Dokumen tersebut, yang dikutip oleh publikasi Ethiopia Addis Standard, mencatat bahwa Perdana Menteri Ethiopia dan Presiden Somalia menegaskan niat mereka untuk “memulihkan dan mengembangkan hubungan bilateral melalui perwakilan diplomatik penuh di ibu kota kedua negara.” Sebagai bagian dari hal ini, negara-negara komunike, misi diplomatik di organisasi internasional dan regional kedua negara diinstruksikan untuk “bekerja sama secara erat dalam isu-isu yang menjadi kepentingan bersama.”
“Stabilitas kawasan memerlukan kerja sama yang kuat antara negara-negara kita,” dokumen tersebut menekankan.
“Para pemimpin sepakat untuk mengoordinasikan upaya untuk memperkuat hubungan regional, saling pengertian dan kemajuan bersama,” tulis surat kabar itu. “Langkah ini mengakhiri putusnya hubungan diplomatik selama setahun yang disebabkan oleh ketidaksepakatan mengenai nota kesepahaman antara Ethiopia dan Somaliland. Dokumen tersebut mengatur pemberian akses laut kepada Ethiopia sebagai imbalan atas pengakuan kemerdekaan Somaliland.”
Selain itu, masalah keamanan menjadi prioritas dalam perundingan.

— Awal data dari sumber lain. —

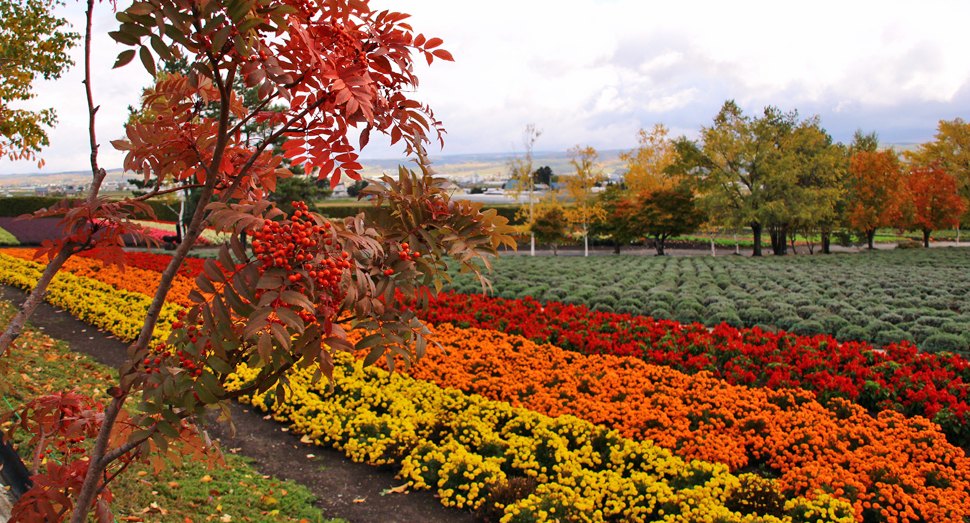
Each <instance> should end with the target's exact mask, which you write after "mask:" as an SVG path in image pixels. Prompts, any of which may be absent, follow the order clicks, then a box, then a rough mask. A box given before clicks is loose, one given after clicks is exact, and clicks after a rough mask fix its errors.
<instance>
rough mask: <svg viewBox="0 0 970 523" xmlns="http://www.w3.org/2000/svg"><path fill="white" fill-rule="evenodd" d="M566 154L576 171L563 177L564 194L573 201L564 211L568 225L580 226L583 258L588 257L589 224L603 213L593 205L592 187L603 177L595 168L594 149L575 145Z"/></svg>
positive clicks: (588, 243) (593, 195) (587, 147)
mask: <svg viewBox="0 0 970 523" xmlns="http://www.w3.org/2000/svg"><path fill="white" fill-rule="evenodd" d="M568 154H569V163H571V164H572V166H573V168H575V169H576V174H574V175H572V176H568V177H565V184H566V194H567V195H568V196H569V198H570V199H571V200H572V201H573V205H572V206H571V207H569V208H568V209H566V219H567V220H568V221H569V223H572V224H575V225H581V226H582V230H583V256H589V224H590V222H592V221H593V220H595V219H597V218H598V217H599V216H601V215H602V213H603V211H602V210H601V209H599V208H598V207H597V206H596V205H595V201H594V199H595V196H594V194H593V187H595V186H596V184H598V183H601V182H602V181H603V180H604V179H605V177H604V176H603V173H602V171H600V169H599V168H598V167H597V166H596V160H597V159H598V158H599V154H598V153H597V152H596V149H594V148H592V147H589V146H586V147H580V146H578V145H577V146H575V147H573V148H572V149H570V150H569V151H568Z"/></svg>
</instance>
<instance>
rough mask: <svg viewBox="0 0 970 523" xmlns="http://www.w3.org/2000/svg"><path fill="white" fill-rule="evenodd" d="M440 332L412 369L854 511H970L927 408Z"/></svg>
mask: <svg viewBox="0 0 970 523" xmlns="http://www.w3.org/2000/svg"><path fill="white" fill-rule="evenodd" d="M355 334H356V332H355ZM434 339H435V340H436V341H438V342H439V343H441V344H442V346H443V349H444V351H445V353H446V354H442V353H440V352H437V351H435V352H432V353H429V354H428V355H427V356H426V358H425V359H424V360H422V361H421V363H420V364H419V365H415V366H414V367H413V368H412V369H411V371H410V374H411V376H413V377H415V378H418V379H422V380H426V381H433V382H435V383H437V384H438V385H439V386H441V387H451V388H457V389H460V390H462V391H463V392H466V393H469V394H472V393H474V394H481V395H483V396H486V397H488V398H489V399H493V400H498V401H503V402H504V401H507V402H510V403H511V404H512V405H514V406H522V407H527V408H529V409H530V410H533V411H536V412H540V413H543V414H547V415H550V416H560V415H572V416H578V417H580V418H583V419H585V420H587V421H590V422H592V423H595V424H600V425H603V426H605V427H608V428H612V429H616V430H617V431H618V432H619V433H620V434H621V435H623V436H624V437H627V438H631V439H633V440H636V441H642V440H652V441H653V442H655V443H656V444H658V445H660V446H662V447H664V448H667V449H669V450H671V451H673V452H674V453H675V454H677V455H679V456H681V457H683V458H684V459H688V460H689V459H700V460H705V461H712V462H718V463H724V464H727V465H728V466H729V467H730V468H731V470H735V471H736V470H752V469H760V470H761V472H763V473H768V474H770V475H772V476H777V477H778V483H779V486H780V487H781V488H782V489H783V491H784V492H785V493H787V494H806V493H810V492H814V491H816V490H819V489H824V490H827V491H828V492H831V493H834V494H836V495H838V496H839V497H840V498H845V499H848V500H849V501H850V502H851V503H853V506H854V508H855V512H856V514H864V513H865V512H866V510H867V508H868V507H871V504H872V503H878V502H879V501H880V499H886V498H891V499H893V500H894V507H893V510H895V511H896V512H898V513H899V515H902V514H910V515H912V514H915V515H916V517H915V518H913V519H914V520H916V521H919V520H924V521H940V520H941V518H944V517H945V516H944V515H945V514H947V513H951V514H963V513H965V515H968V516H970V505H968V504H970V459H968V458H967V457H966V456H965V454H964V452H963V450H961V449H959V448H956V447H954V446H952V445H950V444H949V443H947V441H946V438H945V437H944V436H943V434H942V433H941V432H940V431H939V429H938V427H936V426H935V425H934V424H932V423H930V422H929V421H927V420H926V419H925V418H922V417H914V418H910V419H907V418H905V417H904V416H903V415H901V414H899V413H896V412H890V411H886V412H882V413H880V415H879V416H878V418H873V417H871V416H870V415H869V414H868V413H867V412H866V411H865V410H864V409H862V408H861V407H859V406H857V405H853V404H852V403H850V402H848V401H846V400H840V399H838V400H834V401H833V402H832V405H830V408H831V410H829V409H826V408H825V407H822V406H821V405H820V404H819V403H817V402H816V401H815V399H814V395H813V394H812V393H811V392H805V391H800V390H780V391H773V390H770V389H763V388H762V389H751V388H748V387H743V386H736V385H730V384H727V383H725V382H724V381H723V380H719V379H715V378H714V377H712V376H711V375H710V374H709V373H706V372H701V373H699V374H696V375H686V374H684V373H682V372H678V371H676V370H672V369H670V368H666V367H661V366H656V365H649V364H646V363H644V362H643V361H640V360H638V359H634V358H624V357H617V356H609V355H598V356H585V355H581V354H577V353H575V352H569V351H564V350H562V349H559V348H557V347H553V346H552V345H548V344H545V345H537V344H535V343H533V342H531V341H529V340H526V339H524V338H522V337H520V336H514V335H508V334H503V333H500V332H495V331H489V330H482V329H458V328H455V327H453V326H451V325H449V324H444V325H440V326H438V327H437V329H436V332H435V337H434ZM943 485H945V487H943ZM896 504H898V505H899V507H896Z"/></svg>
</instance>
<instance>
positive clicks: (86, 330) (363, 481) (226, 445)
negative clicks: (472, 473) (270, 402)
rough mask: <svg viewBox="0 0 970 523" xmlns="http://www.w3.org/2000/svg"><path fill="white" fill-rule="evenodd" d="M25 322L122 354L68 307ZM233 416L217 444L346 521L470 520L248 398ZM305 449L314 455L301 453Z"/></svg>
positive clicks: (71, 340)
mask: <svg viewBox="0 0 970 523" xmlns="http://www.w3.org/2000/svg"><path fill="white" fill-rule="evenodd" d="M0 295H2V297H3V299H5V300H9V301H11V302H13V303H14V305H16V306H18V307H19V306H20V305H21V304H22V303H23V302H24V300H25V299H26V294H25V293H24V292H23V291H21V290H19V289H15V288H13V287H7V286H2V285H0ZM29 321H30V324H31V325H33V326H34V327H35V328H40V329H42V330H43V331H44V332H45V333H46V334H47V335H48V336H50V337H52V338H56V339H60V340H64V341H66V342H67V343H69V344H70V345H71V347H72V348H73V349H74V350H75V351H77V352H81V353H84V354H87V355H89V356H91V357H93V358H94V359H95V360H97V361H99V362H101V363H102V364H104V365H107V366H109V367H115V368H117V367H119V366H120V365H121V364H122V363H123V362H124V361H126V360H127V352H126V348H127V346H128V344H127V343H125V342H122V341H121V340H119V339H117V338H115V337H113V336H110V335H108V334H107V333H104V332H101V331H99V330H98V329H97V328H96V327H92V326H91V325H88V324H87V323H84V322H82V321H80V320H78V319H76V318H74V317H73V316H71V315H70V314H69V313H67V312H65V311H62V310H60V309H57V308H55V307H53V306H51V305H50V304H48V303H42V304H41V305H40V306H38V307H37V309H36V310H35V311H34V314H33V315H32V316H31V317H30V320H29ZM232 417H233V420H234V421H235V426H236V436H235V438H233V439H230V438H229V428H228V426H227V425H226V424H225V423H222V424H218V425H216V427H215V428H214V430H213V435H214V437H216V438H217V439H219V440H220V443H221V445H222V448H223V450H224V451H229V452H234V453H237V454H239V455H243V456H248V457H251V458H253V459H254V460H255V462H254V463H253V466H254V467H255V468H256V469H257V470H258V471H260V472H261V473H262V474H271V475H273V476H276V477H278V478H283V479H288V480H292V481H294V482H296V483H300V484H302V485H305V486H307V487H308V488H309V489H310V490H311V491H313V493H314V494H315V495H316V496H317V501H316V502H315V504H316V505H317V506H318V507H319V508H320V509H321V510H322V511H323V513H324V515H325V516H327V517H330V518H342V519H346V520H348V521H351V522H353V523H405V522H407V523H413V522H416V521H420V522H422V523H474V522H477V521H480V520H479V519H478V518H476V517H475V516H474V515H473V514H472V513H470V512H468V511H461V510H458V509H453V508H447V507H445V506H443V505H442V504H441V502H440V501H439V500H438V498H436V497H435V496H434V495H433V494H432V493H431V492H429V491H417V492H415V491H412V492H410V493H408V494H393V493H389V494H386V495H381V492H383V491H385V490H387V489H390V488H393V487H398V486H400V485H403V484H404V483H405V482H404V481H403V480H400V479H397V478H395V477H394V472H393V471H392V470H391V469H390V468H389V467H374V466H370V465H366V464H362V463H354V462H353V461H351V460H350V459H348V458H347V457H345V456H344V455H343V454H342V453H340V452H338V451H336V450H334V449H330V448H322V447H317V446H315V445H307V444H305V443H301V442H300V437H299V436H296V435H294V434H291V433H289V432H286V431H285V429H286V427H285V426H284V425H282V424H280V423H277V422H276V421H273V420H272V419H265V418H264V415H263V414H262V413H258V412H254V411H253V410H252V409H251V408H250V407H249V406H247V405H240V404H238V403H233V405H232ZM308 454H313V457H312V458H308V457H307V455H308Z"/></svg>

Para pemimpin, sebagaimana disebutkan, menekankan “ancaman serius yang ditimbulkan oleh kelompok-kelompok ekstremis” dan menyetujui kerja sama yang lebih erat antara pasukan keamanan mereka untuk memperkuat stabilitas di kawasan.
Para pihak sepakat untuk “mengintensifkan interaksi ekonomi, perdagangan dan investasi,” serta “memperluas hubungan infrastruktur untuk memfasilitasi perdagangan dan keberlanjutan ekonomi secara keseluruhan.”
Mari kita ingat bahwa alasan meningkatnya ketegangan dan putusnya hubungan antara Ethiopia dan Somalia adalah penandatanganan sebuah memorandum oleh Addis Ababa dan otoritas Somaliland pada awal tahun 2024, yang memberikan pemberian akses kepada warga Ethiopia ke Laut Merah dengan imbalan pengakuan. Somaliland, wilayah Somalia yang memproklamirkan diri sebagai negara merdeka. Mogadishu menyebut perjanjian ini tidak sah secara hukum.